7月の平均時給は前年同月比では3.9%増加しており、引き続き堅調だが、さすがに非農業部門雇用者数のこんな下方修正は見たことがない。統計発表後の金融市場では主要株価3指数が軒並み下落。米国債は買われ、ドルは売られる展開に。
さらにもうひとつ。
第2四半期の実質GDP成長率(速報値)は、前期比年率3.0%と前期のマイナス成長から大幅に増加した。しかしながら、民間国内最終需要は1.2%増、個人消費支出(PCE)は1.4%増と穏やかな回復にとどまっている。住宅投資は、4.6%減と弱い。金利高や物価上昇に加え、家計の先行きに対する不安などから需要が低迷していると言って良いだろう。

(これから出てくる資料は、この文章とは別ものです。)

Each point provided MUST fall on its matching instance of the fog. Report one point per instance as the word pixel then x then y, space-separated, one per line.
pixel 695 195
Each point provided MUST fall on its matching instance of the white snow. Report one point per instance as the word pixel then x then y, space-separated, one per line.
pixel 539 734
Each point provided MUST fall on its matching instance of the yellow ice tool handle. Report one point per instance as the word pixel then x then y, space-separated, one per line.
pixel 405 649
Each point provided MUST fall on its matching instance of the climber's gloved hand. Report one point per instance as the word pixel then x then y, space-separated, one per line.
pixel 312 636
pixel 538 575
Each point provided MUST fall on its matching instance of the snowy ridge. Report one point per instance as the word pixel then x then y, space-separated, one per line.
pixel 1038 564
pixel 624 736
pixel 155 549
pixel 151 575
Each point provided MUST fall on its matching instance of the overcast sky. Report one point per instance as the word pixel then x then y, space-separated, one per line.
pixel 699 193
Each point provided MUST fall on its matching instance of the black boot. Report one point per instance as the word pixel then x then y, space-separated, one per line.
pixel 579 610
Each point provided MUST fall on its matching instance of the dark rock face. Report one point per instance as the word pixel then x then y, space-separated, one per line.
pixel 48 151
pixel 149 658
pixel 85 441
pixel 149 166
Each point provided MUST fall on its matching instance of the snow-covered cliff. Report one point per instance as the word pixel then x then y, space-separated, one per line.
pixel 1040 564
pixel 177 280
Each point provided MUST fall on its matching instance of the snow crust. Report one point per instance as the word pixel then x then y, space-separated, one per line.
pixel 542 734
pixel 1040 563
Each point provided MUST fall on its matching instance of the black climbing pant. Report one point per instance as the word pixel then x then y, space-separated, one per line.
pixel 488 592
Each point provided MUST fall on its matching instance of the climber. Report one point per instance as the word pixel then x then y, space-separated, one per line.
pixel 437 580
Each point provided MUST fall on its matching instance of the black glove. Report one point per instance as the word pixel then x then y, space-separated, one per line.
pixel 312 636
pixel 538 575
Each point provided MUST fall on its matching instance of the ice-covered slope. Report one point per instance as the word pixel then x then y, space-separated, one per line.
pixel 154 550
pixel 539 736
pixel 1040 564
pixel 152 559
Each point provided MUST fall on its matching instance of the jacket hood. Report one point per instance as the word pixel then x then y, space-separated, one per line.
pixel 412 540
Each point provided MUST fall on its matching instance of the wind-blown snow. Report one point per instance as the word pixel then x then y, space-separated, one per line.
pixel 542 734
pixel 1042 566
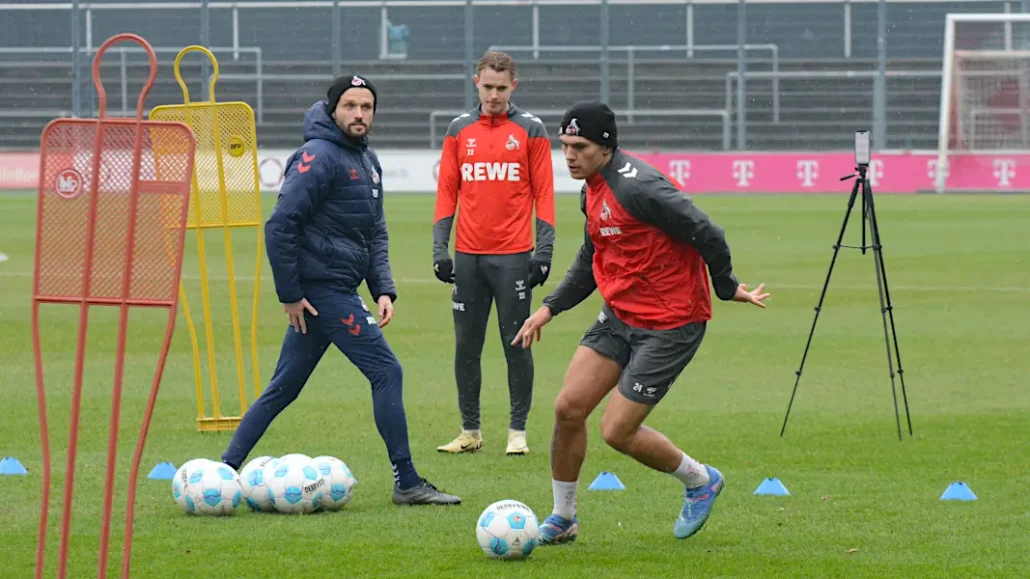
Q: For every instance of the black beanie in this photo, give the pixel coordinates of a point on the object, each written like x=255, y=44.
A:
x=593, y=121
x=341, y=84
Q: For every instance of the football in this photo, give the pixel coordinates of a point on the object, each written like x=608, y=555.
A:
x=296, y=483
x=340, y=482
x=254, y=485
x=508, y=530
x=212, y=488
x=179, y=483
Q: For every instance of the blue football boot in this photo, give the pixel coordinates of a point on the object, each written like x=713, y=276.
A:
x=557, y=530
x=697, y=505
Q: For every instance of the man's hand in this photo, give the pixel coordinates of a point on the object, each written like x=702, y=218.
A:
x=295, y=312
x=444, y=270
x=385, y=310
x=531, y=328
x=753, y=297
x=539, y=270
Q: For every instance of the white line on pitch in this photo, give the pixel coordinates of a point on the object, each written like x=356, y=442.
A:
x=771, y=286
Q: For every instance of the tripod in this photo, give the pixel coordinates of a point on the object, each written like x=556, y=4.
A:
x=886, y=309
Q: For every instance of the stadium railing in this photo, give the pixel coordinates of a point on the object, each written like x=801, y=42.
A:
x=631, y=50
x=123, y=53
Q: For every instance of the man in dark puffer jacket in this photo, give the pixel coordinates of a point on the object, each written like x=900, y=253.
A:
x=328, y=234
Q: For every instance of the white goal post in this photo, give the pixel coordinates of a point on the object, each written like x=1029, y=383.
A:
x=985, y=89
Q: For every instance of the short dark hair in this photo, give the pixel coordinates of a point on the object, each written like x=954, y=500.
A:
x=498, y=61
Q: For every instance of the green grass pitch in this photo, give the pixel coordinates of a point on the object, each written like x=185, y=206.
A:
x=862, y=503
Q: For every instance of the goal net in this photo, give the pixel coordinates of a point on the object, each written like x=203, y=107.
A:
x=985, y=102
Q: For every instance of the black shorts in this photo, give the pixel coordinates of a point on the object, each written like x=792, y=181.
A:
x=651, y=360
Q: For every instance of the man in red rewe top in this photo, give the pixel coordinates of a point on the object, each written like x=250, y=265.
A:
x=494, y=170
x=646, y=248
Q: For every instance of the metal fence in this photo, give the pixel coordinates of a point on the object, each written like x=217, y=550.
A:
x=604, y=32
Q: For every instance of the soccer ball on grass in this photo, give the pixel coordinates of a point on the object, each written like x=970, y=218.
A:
x=253, y=482
x=296, y=483
x=508, y=530
x=341, y=482
x=206, y=487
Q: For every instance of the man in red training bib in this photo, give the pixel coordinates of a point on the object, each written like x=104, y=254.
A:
x=646, y=247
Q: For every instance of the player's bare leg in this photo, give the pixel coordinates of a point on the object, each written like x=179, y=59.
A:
x=589, y=378
x=622, y=427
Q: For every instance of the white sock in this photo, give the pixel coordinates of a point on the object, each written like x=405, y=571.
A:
x=564, y=498
x=691, y=473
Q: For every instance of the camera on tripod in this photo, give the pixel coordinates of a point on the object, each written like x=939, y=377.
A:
x=863, y=150
x=863, y=190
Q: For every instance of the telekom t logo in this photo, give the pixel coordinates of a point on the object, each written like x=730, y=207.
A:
x=1004, y=170
x=679, y=169
x=876, y=171
x=807, y=171
x=932, y=168
x=744, y=171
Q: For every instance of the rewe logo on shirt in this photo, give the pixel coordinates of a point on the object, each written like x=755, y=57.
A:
x=490, y=172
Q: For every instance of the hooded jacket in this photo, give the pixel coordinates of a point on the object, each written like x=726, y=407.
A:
x=328, y=227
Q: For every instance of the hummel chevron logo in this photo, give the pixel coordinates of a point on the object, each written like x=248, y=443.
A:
x=305, y=158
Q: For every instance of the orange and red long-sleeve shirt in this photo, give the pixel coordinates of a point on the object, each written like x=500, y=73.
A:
x=499, y=169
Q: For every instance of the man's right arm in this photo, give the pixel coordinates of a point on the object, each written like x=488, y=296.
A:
x=305, y=183
x=579, y=281
x=447, y=185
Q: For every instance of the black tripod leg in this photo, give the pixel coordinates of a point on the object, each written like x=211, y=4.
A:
x=888, y=310
x=819, y=307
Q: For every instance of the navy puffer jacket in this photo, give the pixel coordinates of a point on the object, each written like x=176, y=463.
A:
x=328, y=227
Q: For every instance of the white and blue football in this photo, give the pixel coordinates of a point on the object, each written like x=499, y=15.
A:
x=508, y=530
x=255, y=491
x=341, y=482
x=297, y=484
x=212, y=488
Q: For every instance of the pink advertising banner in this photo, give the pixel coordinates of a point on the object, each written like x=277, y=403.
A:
x=801, y=172
x=903, y=172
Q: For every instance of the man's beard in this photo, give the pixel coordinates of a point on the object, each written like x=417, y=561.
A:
x=347, y=129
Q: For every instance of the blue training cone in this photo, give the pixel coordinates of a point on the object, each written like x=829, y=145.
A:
x=771, y=486
x=607, y=481
x=163, y=471
x=11, y=466
x=958, y=491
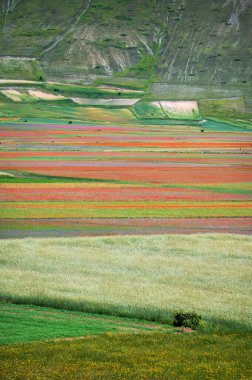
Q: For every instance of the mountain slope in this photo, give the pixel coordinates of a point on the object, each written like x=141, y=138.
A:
x=174, y=41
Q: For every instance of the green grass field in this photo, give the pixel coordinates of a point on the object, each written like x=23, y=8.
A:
x=143, y=277
x=26, y=323
x=131, y=356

今回のGDPを大きく押し上げたのは、関税前の駆け込み需要による反動で、輸入が30.3%も減少したことが主因であり、アメリカ経済は大きく減速している。
パウエルFRB議長は、7月30日の記者会見で、足元の雇用状況については堅調だとしつつ「需要と供給の両方の減少により均衡が保たれつつあるという事実は下振れリスクを示唆する」と強調していたが、雇用統計を受けて、年内利下げという市場の見方が大きく前倒しされる可能性がでてきた。
雇用統計確認後、夏休みを予定していたトレーダーも多いだろう。しかしながら、それどころではないだろう。考えたくもないが、アメリカがスタグフレーションに陥ってるとすれば大変なことが起きても不思議ではない。